The probability of Vlad the Terrible dying in a bomb attack is pretty slim. Putin is obsessed with security, he’s convinced the Americans want to kill him like Gaddafi, he enjoys his meals and he goes out in public in a bulletproof vest. Only an unlikely conspiracy hatched among loyalists could succeed.

Interestingly, however, like Bortnikov, Putin was head of the secret police, a role often associated with early death in Soviet history. Yuri Andropov was the only director of the KGB who migrated to the top of the party state, it was November 1982, but already in February 1984 the new leader of the USSR had died, killed by a “cold” that had set in history: in reality yes treated of natural causes from cancer. Nor is malice evident in the case of Feliks Dzerzhinskij, the enraged founder of the Cheka (later Nkvd, then Gpu, then KGB), who died of a heart attack in a violent altercation in 1925 at the age of 49. However, the next sequence is chilling. We are in the terrible thirty years of Stalin’s power, a character that Putin has rehabilitated. Genrikh Yagoda, the ruthless head of the NKVD until 1936, was shot in 1938. His betrayal was “discovered by the man who then took his place: Nikolai Yezhov, nicknamed “the midget killer (he was a meter and 50 tall). , a bloodthirsty monster who continued the infamous Stalinist purges until he himself became a victim: Stalin had him shot in February 1940 and blamed him for the excesses.

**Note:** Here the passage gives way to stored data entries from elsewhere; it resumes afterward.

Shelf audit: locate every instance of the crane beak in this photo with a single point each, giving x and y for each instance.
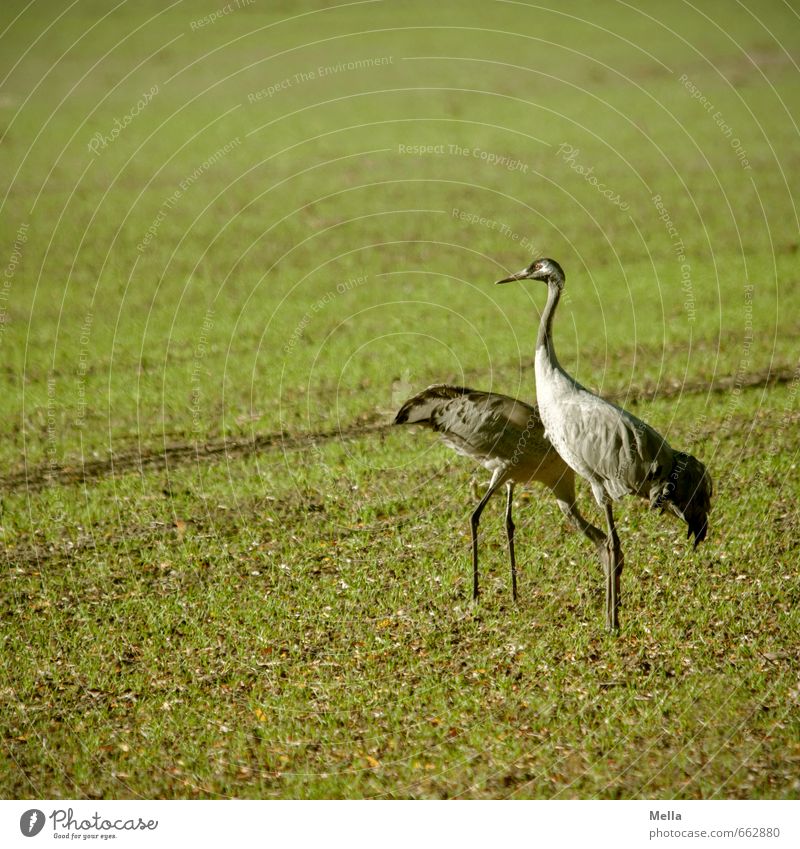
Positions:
(520, 275)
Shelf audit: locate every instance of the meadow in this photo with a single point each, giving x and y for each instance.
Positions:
(235, 239)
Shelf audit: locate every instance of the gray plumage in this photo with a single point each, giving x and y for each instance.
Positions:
(507, 438)
(615, 451)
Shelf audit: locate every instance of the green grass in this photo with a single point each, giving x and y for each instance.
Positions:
(223, 577)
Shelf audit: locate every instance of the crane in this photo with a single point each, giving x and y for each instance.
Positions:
(506, 437)
(616, 452)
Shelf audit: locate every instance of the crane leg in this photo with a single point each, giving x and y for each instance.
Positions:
(510, 532)
(474, 521)
(613, 572)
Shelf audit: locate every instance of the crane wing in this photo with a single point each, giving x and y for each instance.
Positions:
(482, 425)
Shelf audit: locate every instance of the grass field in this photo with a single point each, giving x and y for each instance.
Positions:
(235, 238)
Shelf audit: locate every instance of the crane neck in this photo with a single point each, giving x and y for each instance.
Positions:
(545, 336)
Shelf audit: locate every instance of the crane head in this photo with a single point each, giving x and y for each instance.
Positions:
(544, 269)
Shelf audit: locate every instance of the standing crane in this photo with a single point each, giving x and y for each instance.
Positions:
(506, 437)
(615, 451)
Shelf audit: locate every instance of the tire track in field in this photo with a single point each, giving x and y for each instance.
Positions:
(37, 477)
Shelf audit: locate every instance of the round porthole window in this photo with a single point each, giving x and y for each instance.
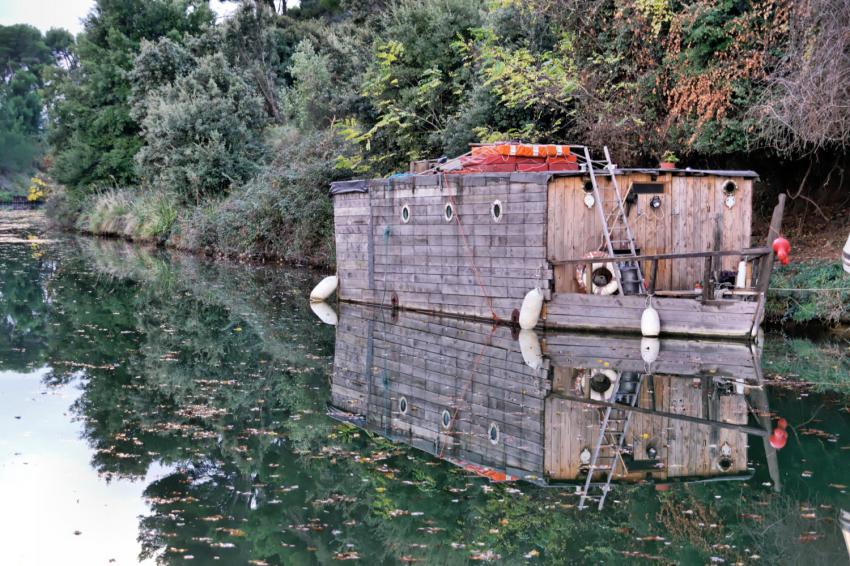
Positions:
(496, 210)
(493, 433)
(729, 190)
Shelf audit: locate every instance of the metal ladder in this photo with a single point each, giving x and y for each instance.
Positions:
(615, 435)
(615, 225)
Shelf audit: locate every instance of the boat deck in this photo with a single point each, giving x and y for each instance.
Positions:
(683, 317)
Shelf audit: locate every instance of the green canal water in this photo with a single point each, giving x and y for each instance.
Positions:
(163, 409)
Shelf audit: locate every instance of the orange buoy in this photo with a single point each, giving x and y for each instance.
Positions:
(782, 249)
(779, 436)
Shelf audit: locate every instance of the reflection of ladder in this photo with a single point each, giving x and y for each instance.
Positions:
(611, 439)
(615, 225)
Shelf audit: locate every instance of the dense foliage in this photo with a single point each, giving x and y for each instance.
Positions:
(28, 63)
(241, 123)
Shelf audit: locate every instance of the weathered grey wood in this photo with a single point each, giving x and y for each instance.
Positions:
(755, 431)
(767, 263)
(746, 252)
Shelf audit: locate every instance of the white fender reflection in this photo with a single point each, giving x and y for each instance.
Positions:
(529, 345)
(325, 312)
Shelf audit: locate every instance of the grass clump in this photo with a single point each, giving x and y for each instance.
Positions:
(810, 291)
(143, 216)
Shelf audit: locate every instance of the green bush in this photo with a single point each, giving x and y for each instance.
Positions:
(808, 292)
(137, 215)
(203, 132)
(284, 212)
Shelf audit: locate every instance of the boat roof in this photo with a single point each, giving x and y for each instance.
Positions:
(471, 179)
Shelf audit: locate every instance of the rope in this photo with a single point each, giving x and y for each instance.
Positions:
(475, 364)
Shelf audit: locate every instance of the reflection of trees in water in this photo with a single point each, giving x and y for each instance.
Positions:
(218, 371)
(23, 308)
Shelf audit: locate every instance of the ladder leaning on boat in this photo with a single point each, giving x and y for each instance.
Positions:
(845, 256)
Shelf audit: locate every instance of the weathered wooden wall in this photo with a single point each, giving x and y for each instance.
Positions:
(472, 266)
(691, 207)
(685, 449)
(683, 317)
(471, 369)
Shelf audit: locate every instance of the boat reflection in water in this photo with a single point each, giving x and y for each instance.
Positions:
(577, 410)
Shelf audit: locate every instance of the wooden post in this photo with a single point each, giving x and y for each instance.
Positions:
(654, 277)
(706, 280)
(767, 263)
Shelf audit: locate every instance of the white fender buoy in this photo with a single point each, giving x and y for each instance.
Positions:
(325, 312)
(649, 349)
(324, 289)
(650, 323)
(845, 256)
(741, 278)
(529, 313)
(529, 345)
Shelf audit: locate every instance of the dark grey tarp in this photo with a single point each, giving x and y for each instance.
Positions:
(356, 186)
(657, 171)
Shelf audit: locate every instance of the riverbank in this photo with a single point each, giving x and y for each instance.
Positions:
(244, 226)
(814, 291)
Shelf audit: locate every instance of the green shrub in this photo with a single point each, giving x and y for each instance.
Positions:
(127, 213)
(284, 212)
(810, 291)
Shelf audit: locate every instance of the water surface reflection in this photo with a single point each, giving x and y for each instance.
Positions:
(218, 377)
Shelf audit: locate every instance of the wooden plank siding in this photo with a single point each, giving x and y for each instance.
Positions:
(472, 266)
(691, 208)
(475, 266)
(475, 371)
(472, 369)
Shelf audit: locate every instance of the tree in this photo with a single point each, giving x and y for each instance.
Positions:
(93, 134)
(23, 58)
(202, 132)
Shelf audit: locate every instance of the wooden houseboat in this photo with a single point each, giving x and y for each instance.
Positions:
(575, 409)
(474, 235)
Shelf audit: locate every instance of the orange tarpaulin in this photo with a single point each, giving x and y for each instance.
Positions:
(523, 150)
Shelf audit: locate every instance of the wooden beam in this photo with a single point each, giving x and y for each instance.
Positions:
(751, 252)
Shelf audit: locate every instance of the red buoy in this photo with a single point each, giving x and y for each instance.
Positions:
(782, 249)
(778, 438)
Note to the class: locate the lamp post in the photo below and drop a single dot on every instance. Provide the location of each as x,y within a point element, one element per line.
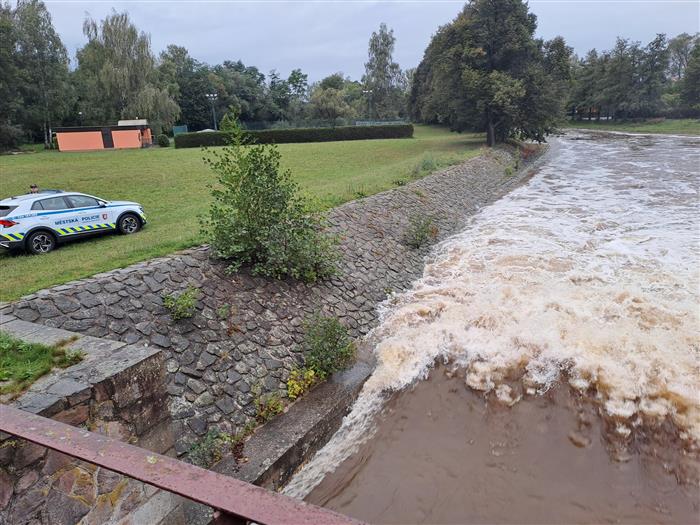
<point>368,92</point>
<point>211,97</point>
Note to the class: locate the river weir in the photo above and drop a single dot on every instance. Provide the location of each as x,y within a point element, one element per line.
<point>565,327</point>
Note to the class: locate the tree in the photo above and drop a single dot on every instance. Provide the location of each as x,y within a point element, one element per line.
<point>10,100</point>
<point>117,75</point>
<point>258,216</point>
<point>44,68</point>
<point>651,80</point>
<point>486,71</point>
<point>383,78</point>
<point>679,49</point>
<point>329,104</point>
<point>690,87</point>
<point>336,97</point>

Another mass murderer followed him: Lavrentij Beria. A sadistic torturer, he survived his boss’s paranoia and, in March 1953, boasted to other Politburo hierarchs that he poisoned Stalin’s death from a stroke. A few months later, after a conspiracy worthy of a gangster movie hatched by Khrushchev and Malenkov, Beria was arrested and hastily executed: his executioners lived in fear that he would do this to them.

Vladimir Putin was also the head of the KGB, he knows his methods and uses them extensively: the fate of Litvinenko, Boris Berezovsky, Anna Politkovskaya, Boris Nemtsov and many others is a long blood streak. Shouldn’t he be afraid for himself too?